Wenn wir schon von unseren Werten sprechen: unsere Werte sind meist geprägt von Schuld und Sühne, richtig und falsch. Das Wertesystem ist dringend zu überdenken. Dahinter sollte Liebe stehen und Leben. So sollte es nur natürlich sein, dass wir alle Menschen einbeziehen und es Gott überlassen, welchen Weg er mit ihnen hat. Der Heilige Geist wird entsprechend seinen Werten an ihnen arbeiten.

Wir sollten die ersten sein, die wissen, dass Jesus niemanden zurückgewiesen hat. Sogar die Pharisäer, welche auf das Gesetz pochten, forderte er heraus und begegnete einem Nikodemus offen und einladend.
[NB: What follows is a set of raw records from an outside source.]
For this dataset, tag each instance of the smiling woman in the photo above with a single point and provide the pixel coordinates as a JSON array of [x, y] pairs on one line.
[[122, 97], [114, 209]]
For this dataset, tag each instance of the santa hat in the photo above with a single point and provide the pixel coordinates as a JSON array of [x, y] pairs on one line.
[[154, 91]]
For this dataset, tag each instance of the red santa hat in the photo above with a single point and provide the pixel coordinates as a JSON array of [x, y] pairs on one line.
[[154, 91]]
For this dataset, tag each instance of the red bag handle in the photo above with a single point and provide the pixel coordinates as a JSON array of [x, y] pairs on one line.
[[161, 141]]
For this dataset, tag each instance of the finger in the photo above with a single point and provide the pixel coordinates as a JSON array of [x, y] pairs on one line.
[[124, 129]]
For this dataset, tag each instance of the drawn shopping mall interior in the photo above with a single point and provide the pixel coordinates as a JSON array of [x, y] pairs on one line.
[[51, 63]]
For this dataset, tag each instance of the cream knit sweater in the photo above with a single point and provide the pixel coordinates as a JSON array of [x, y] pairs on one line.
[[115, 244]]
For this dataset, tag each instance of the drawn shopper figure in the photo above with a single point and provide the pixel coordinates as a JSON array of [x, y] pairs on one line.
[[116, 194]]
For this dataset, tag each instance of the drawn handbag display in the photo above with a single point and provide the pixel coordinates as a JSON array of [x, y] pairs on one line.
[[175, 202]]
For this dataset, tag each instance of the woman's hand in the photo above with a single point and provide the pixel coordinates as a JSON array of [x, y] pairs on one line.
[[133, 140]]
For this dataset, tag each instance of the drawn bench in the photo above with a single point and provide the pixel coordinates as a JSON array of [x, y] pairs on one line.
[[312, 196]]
Auch sollten wir wissen, dass das Gesetz nicht funktioniert. Es ist nur ein Schatten. Trotzdem versuchen wir, der Gesellschaft Gesetze aufzudrücken, und schliessen ganze Bevölkerungsgruppen aus.

Dies nur zwei Beispiele.

Ein Weiteres, und dieses Beispiel habe ich selber in diesem Artikel schon verwendet, weil es so gängig und eingängig ist. Das macht es nicht minder problematisch: Gläubige versus Ungläubige. Dieser Dualismus ist, wie jeder Dualismus, vom falschen Baum. Wer sind wir, um zu entscheiden? Vielleicht meint es Gott ja so, wenn er sagt: Ich will, dass jeder gerettet wird.

All diese Beispiele sind noch in der Phase des Niederreissens. Ich impliziere hier noch keine Antworten. Das Bauen und Pflanzen kommt erst später.